AI video generation on RunComfy. Generate videos with the full RunComfy video-model catalog through one CLI — text-to-video, image-to-video, and Veo's video-extend. This RunComfy video generation skill picks the right model for intent and ships the documented prompt patterns + the exact runcomfy run invoke for each.
runcomfy.com · Video models · CLI docs
# 1. Install (see runcomfy-cli skill for details)
npm i -g @runcomfy/cli # or: npx -y @runcomfy/cli --version
# 2. Sign in
runcomfy login # or in CI: export RUNCOMFY_TOKEN=<token>
# 3. Generate
runcomfy run <vendor>/<model>/<endpoint> \
--input '{"prompt": "..."}' \
--output-dir ./out
CLI deep dive: runcomfy-cli skill.
HappyHorse 1.0 — happyhorse/happyhorse-1-0/text-to-video (default)
> Currently #1 on Artificial Analysis Video Arena. Native synchronized audio generated in-pass (no separate Foley step). Native 1080p, up to ~15s, strong multi-shot character consistency.

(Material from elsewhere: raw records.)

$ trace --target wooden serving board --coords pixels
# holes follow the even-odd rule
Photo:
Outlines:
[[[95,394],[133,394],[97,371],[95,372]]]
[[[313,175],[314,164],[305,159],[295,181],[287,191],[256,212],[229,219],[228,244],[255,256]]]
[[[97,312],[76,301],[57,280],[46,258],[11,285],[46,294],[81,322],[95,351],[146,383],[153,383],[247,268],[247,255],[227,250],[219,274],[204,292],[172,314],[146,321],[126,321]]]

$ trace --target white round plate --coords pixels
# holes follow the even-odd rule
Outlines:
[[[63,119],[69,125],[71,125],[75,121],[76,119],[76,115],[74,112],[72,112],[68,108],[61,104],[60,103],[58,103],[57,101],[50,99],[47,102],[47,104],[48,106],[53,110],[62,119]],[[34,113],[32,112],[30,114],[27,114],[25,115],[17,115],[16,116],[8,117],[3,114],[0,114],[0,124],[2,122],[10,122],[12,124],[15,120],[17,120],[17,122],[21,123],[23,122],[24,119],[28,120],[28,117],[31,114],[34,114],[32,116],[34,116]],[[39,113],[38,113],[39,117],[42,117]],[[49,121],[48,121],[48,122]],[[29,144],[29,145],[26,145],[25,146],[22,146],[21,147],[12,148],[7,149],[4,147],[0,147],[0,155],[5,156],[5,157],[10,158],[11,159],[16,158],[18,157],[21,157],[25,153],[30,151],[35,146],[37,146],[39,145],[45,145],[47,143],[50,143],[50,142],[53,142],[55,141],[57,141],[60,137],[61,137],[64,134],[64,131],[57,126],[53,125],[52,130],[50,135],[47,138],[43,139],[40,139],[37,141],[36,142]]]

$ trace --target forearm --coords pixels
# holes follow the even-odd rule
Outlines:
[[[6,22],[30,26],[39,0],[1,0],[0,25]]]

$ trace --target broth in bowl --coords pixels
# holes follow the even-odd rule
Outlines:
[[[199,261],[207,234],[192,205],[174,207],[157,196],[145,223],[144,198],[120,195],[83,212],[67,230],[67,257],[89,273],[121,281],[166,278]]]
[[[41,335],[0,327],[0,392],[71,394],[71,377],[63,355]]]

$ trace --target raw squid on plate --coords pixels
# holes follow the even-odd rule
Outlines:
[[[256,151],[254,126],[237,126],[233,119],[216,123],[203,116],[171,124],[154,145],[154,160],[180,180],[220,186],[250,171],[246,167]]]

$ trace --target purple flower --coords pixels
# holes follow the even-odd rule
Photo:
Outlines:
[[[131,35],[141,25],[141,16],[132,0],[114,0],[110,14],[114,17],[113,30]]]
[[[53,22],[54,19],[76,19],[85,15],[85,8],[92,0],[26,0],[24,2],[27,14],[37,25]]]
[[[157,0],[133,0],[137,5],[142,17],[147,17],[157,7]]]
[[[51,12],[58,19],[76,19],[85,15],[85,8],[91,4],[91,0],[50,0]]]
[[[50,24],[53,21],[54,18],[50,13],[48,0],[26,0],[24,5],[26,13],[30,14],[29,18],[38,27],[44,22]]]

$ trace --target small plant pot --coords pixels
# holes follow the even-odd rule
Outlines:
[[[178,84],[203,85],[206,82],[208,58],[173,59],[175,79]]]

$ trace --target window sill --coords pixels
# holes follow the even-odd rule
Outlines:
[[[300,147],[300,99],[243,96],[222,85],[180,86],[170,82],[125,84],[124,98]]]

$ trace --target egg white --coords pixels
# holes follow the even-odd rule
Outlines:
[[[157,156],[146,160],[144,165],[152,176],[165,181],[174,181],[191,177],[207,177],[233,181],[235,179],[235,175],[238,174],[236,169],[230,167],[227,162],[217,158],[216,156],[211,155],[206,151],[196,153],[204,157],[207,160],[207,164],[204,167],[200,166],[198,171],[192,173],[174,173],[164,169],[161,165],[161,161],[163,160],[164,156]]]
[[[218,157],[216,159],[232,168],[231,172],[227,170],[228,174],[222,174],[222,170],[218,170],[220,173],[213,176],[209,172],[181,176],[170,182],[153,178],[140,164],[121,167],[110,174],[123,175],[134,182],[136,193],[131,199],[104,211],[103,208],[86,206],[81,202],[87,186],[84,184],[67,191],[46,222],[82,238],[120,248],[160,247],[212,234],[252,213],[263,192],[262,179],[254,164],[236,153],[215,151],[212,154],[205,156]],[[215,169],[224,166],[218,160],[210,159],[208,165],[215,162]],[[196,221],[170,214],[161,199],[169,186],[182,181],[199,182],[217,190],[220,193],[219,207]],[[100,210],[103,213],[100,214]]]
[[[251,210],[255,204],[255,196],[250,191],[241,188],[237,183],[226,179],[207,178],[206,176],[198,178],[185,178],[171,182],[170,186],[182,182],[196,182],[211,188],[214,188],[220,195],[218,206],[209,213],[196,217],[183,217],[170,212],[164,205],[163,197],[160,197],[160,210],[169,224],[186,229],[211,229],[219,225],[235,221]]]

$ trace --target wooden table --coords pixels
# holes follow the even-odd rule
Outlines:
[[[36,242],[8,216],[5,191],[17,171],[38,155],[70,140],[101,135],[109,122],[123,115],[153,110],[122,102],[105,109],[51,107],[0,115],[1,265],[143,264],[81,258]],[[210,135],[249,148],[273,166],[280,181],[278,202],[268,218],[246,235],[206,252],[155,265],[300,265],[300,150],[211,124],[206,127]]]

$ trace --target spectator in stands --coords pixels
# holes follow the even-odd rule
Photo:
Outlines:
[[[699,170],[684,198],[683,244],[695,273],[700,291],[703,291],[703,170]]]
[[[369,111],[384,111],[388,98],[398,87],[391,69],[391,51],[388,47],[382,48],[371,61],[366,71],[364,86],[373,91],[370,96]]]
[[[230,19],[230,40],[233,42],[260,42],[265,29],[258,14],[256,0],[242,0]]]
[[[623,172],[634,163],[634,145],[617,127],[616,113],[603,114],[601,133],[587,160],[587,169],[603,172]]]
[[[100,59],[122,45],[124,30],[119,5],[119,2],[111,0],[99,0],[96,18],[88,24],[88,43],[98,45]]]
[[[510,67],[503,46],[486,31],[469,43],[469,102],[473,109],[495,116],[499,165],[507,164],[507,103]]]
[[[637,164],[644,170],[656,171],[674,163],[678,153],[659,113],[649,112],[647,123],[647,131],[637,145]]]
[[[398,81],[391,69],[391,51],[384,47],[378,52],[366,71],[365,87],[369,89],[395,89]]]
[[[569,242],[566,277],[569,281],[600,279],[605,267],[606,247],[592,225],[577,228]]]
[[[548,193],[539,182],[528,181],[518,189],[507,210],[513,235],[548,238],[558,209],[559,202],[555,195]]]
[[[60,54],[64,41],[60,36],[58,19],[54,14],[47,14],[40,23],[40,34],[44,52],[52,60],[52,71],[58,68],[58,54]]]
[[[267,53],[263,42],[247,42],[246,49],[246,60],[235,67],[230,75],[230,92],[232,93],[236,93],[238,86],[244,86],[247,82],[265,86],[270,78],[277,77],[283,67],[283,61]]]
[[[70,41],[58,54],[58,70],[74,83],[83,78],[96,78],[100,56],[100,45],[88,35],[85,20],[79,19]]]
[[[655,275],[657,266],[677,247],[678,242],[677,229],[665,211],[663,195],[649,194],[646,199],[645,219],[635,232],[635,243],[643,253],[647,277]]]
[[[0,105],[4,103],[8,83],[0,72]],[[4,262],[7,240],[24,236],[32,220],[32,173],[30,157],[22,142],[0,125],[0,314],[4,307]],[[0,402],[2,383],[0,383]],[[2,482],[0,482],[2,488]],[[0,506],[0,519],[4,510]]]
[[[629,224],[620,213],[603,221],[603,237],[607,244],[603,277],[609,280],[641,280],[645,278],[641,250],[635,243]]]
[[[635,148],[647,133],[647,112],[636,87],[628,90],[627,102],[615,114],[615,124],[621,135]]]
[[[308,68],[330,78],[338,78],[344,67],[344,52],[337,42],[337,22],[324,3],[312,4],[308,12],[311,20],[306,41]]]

> Pick for: general-purpose t2v, ad creative with audio, social-media clips, multi-shot narratives.
> Avoid for: audio-driven lip-sync to a specific voiceover MP3 — use Wan 2-7.
Kling 3.0 4K — kling/kling-3.0/4k/text-to-video
> Kling's latest, 4K output, strong multi-shot character identity, premium camera language.
> Pick for: hero shots, final-delivery 4K cuts, multi-shot character narratives.
> Avoid for: cost-sensitive iteration — drop to Kling 2-6 Pro or Standard i2v.
Seedance v2 Pro — bytedance/seedance-v2/pro
> ByteDance flagship — multi-modal (up to 9 reference images, 3 reference videos, 3 reference audio), in-pass synchronized audio, cinematic motion refinement, lens language honored.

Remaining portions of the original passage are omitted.